The commentary stated that the Hebrew word for “blameless” means “complete”. I’ve always thought of blamelessness as perfection, a call to get it all correct. And I guess I could see how “perfect” and “complete” could be synonyms. But what if, in this context, there were some important distinctions?

 

Is Perfect Complete?

As we have said in previous blogs, fulfillment (or completion) in the way we typically think about it is not possible. In fact, it is a dangerous lie to pursue the idea that everything will be comfortable and easy just around the corner.

Yet, the idea of perfection follows us around. The voices around us, as well as our internal narrative, tell us we need to be perfect. We need to be in control, to have all the answers, to figure it all out and not struggle anymore. That, we reason, is the key to winning at life.

What if is not only impossible, but wrong? Just flat out incorrect. What if our struggle, our imperfection, is a part of what makes us unique and beautiful and full of purpose?

I know this is going to sound crazy: but what if being “complete” was more about acknowledging our weakness in vulnerability than about fixing everything we don’t like or understand about ourselves? What if perfection made us even more incomplete – in the way graduating collegiates with a perfect GPA actually struggle in the workforce because they’ve never faced the character building reality of failing and have constructed a house of cards?

I very rarely refer to my wife as “perfect”. It is not because I don’t love her. It is because she has some very real faults and it feels like it actually diminishes who she is to pretend she doesn’t. Because the absolute truth is her faults are a part of what makes her perfect. When I say she is perfect, I don’t mean she has met some arbitrary standard where she never hurts me or does anything wrong or makes a single mistake. I mean she is exactly who she is; and it is exceedingly beautiful.

 

So, What?

If any of this has any merit whatsoever, the next logical question is, so what? Should I just keep being exactly who I am without trying to improve as a person? Does it even matter what I do?

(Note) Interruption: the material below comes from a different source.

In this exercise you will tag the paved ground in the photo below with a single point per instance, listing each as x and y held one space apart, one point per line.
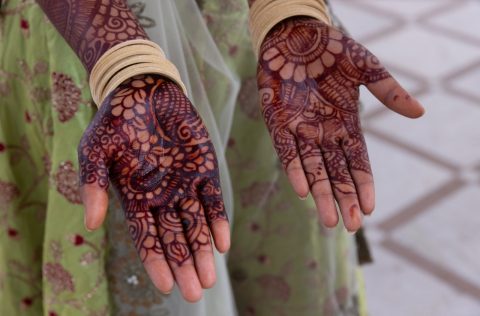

Of course, taking this perspective on what it means to be complete is not about what we can get away with. It is about drawing a distinction between who we are and what we do, our source of acceptance and our source of approval.

What we do matters. But we do not need to feel the weight of perfection, at least not eternally. Perfection is our ceiling, not our baseline. To be complete means to acknowledge our faults and our limits while pursuing the best version of our self that we can muster. This is the key to joy and peace in this world, letting ourselves off the hook while still holding ourselves accountable. It is a confusing balance, but the two are not mutually exclusive and are, in fact, complementary of one another.